Realtime Protocol Monitoring of MPEG traffic

IPTV is a live broadcast and any disturbance in the network is immediately visible to the viewer. Network problems therefore have a greater impact on IPTV than on other  services. A fact that your Customer Service and Support teams are certainly aware of!

Our network processor (NPU) switches are able to inspect and analyse TV traffic on the fly. This allows your network team to have access to historic and current data so that they can react immediately if there is a deterioration in the quality of TV services. At a glance, it is possible to determine which part of the network that is affected and where to begin the troubleshooting, a feature that greatly shortens the time it takes to restore the service.

The challenge

IPTV services are commonly provided as MPEG-2 transport streams that are carried as mulitcast throughout the network to the viewers.

Packet loss of MPEG-2 frames is seen directly by the end-user on the TV screen. End-users demand high quality TV broadcasts and therefore picture problems will immediately result in calls to customer service teams. When problems are intermittent, they are very difficult to track down.

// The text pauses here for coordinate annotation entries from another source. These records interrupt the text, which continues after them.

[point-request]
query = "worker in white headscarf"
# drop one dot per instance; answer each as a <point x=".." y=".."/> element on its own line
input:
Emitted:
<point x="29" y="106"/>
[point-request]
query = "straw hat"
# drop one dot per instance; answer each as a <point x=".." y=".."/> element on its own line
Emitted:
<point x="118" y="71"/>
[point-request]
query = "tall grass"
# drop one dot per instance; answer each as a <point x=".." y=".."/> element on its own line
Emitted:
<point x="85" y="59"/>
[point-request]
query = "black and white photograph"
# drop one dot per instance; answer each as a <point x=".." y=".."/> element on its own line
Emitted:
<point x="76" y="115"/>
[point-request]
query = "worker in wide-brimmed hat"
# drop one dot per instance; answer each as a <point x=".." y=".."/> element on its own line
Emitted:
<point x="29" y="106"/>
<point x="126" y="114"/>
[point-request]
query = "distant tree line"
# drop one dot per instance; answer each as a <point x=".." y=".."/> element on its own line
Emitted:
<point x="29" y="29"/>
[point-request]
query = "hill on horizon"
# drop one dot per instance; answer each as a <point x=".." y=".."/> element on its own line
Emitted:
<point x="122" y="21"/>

There are two basic types of tools available to the network operator:

1 - The appliance

A network appliance or software to run on a standard laptop PC that performs analysis of MPEG-2 is a common tool for network engineers that work with TV problems. These tools often have the ability to monitor several streams and to provide detailed information about the MPEG-2 transport stream. Due to their advanced functionality they often are quite expensive. They also have the drawback of being stationary – able to monitor multicast traffic at a single location in the network. To track down a problem, such appliances have to be moved about in the network.

This means, that to track down a particular problem reported by an end-user, the appliance have to be physically moved to that point in the network. If the problem is intermittent it has to be left there for some time in order to capture enough information about the problem. Often it is not sufficient to monitor the traffic in a single location. The appliance has to be moved to multiple locations to narrow down and isolate the area where problems are introduced. Again, if the problem is intermittent - not happening all the time - it can take days of valuable engineering time to resolve a single issue.

2 - Central monitoring

A central monitoring server is set up to collect MPEG-2 statistics from set top boxes. Each set top box in the network download a software that provides analysis and statistics about the channel that the set top box is currently displaying to the end-user.

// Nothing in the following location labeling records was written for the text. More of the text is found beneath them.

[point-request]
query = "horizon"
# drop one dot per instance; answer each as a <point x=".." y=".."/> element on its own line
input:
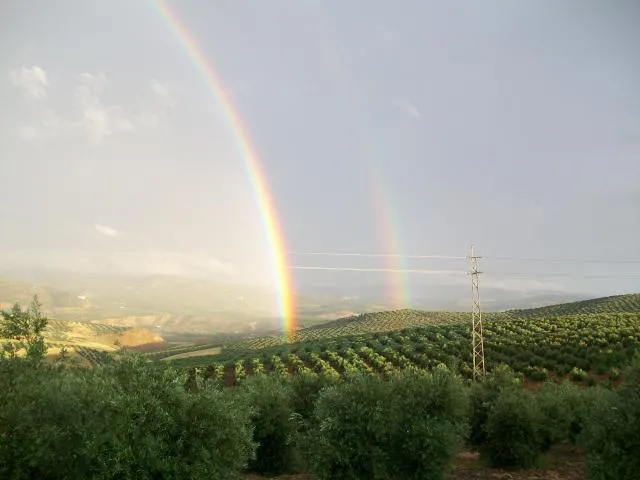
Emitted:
<point x="206" y="143"/>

In a large network every end-user becomes a monitoring point feeding information back to the central monitoring server. The advantage is that statistics is continuously generated and whenever a problem is reported it is possible to track down the problem by comparing the statistics from multiple end-users that have watched the same channel at the time of the problem. This helps the network engineer to determine if the problem was local to a single end-user or if multiple users experienced the problem. It also allows the network engineer to get a rough indication in which area of the network that the problem was introduced.

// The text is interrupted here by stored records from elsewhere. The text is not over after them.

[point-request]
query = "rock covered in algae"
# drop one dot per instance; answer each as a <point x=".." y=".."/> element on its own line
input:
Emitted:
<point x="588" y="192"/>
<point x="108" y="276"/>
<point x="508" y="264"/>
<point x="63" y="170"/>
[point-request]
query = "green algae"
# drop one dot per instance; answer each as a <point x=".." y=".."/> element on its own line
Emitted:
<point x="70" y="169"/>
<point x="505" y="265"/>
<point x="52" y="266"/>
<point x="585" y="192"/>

But there are also problems with this approach. The solution is commonly quite expensive. In an open access network the provider of the TV service, not the network operator, will be the recipient of the information. It also relies on multiple users watching the channel at the same time. If this is not the case, there will be insufficient data to draw the conclusions necessary for a fast recovery.

The solution

The NPU based platforms from Waystream are able to monitor several TV channels at the same time, looking for packet loss, delay and other issues that affect the end-user viewing experience. With this feature, every switch in the network suddenly becomes a probe that monitors and measures quality. Using standards based protocol, the quality data can be collected and displayed as graphs. The network equipment can even generate alarms when key thresholds are exceeded to trigger proactive activities by the operations team.

Simultaneous monitoring of the same set of channels on many locations provides valuable data about the performance in different parts of the network. By comparing the data from mulitple probes fault types and affected areas can be immediately determined. A reference probe at the source provides quality control of the TV streams going into the network.

For example, referring to figure 2 above, if each ASR in the topology is running RPM MPEG-2, the network engineer can check the statistics reported for the TV-channel from each of the switches A to F and quickly determine that the problem is seen on all of them except A, thereby concluding that the problem occurs between A and B. This can be done from the engineers’ desk in a few minutes allowing further investigation to determine if onsite visit is required to correct the problem.

Compared to using a probe that has to be moved around, the RPM feature saves significant time in troubleshooting and allows proactive control of TV quality.

The RPM feature is included in the latest generation ASR6000 and is also available in earlier ASR5000 units and other NPU based platforms.